6. The options were issued in consideration of the reporting person's services to the issuer and without payment of cash consideration, under the issuer's stock option plan.
7. As previously reported, on January 25, 2011, the reporting person was granted an option to purchase 10,000 shares of common stock pursuant to the issuer's stock option plan. The options were to vest, if at all, to the extent of the issuer's performance in 2011 and the reporting person's contribution thereto as determined by the issuer's board of directors. Based on the satisfaction of certain performance criteria for 2011, the option to purchase 5,000 shares of common stock vested on August 31, 2011 and the option to purchase 2,500 shares of common stock vested on February 17, 2012. The options that do not vest by December 31, 2012 will be forfeited.
8. The options, granted pursuant to the issuer's stock option plan, vested as to 25% on February 17, 2012, the date of the execution of the stock option agreement reflecting the subject grant, and will vest as to an additional 25% on February 17 of 2013, 2014 and 2015.

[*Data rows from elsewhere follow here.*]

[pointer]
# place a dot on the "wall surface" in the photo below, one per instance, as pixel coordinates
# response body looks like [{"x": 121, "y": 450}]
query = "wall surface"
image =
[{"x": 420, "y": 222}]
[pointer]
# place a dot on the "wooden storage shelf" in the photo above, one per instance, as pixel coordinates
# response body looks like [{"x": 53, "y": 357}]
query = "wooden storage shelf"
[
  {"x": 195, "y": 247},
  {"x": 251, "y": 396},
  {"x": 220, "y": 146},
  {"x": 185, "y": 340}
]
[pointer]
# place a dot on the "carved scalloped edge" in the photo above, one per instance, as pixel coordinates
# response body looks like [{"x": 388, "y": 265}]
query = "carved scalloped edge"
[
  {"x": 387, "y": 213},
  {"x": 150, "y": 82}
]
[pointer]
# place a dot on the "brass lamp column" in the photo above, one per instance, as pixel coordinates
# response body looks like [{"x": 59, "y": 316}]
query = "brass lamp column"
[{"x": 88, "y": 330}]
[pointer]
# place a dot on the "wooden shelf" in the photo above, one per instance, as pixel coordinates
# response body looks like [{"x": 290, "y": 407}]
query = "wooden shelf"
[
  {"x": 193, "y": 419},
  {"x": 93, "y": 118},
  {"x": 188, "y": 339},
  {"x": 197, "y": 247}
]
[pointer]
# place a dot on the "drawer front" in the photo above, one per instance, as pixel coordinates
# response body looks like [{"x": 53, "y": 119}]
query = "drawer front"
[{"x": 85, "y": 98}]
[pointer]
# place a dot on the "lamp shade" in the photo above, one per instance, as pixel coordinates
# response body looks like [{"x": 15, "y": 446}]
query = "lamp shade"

/s/ Barry J. Wolfenson 02/22/2012
** Signature of Reporting Person Date
Reminder: Report on a separate line for each class of securities beneficially owned directly or indirectly.
* If the form is filed by more than one reporting person, see Instruction 4 (b)(v).
** Intentional misstatements or omissions of facts constitute Federal Criminal Violations See 18 U.S.C. 1001 and 15 U.S.C. 78ff(a).
Note: File three copies of this Form, one of which must be manually signed. If space is insufficient, see Instruction 6 for procedure.
Persons who respond to the collection of information contained in this form are not required to respond unless the form displays a currently valid OMB Number.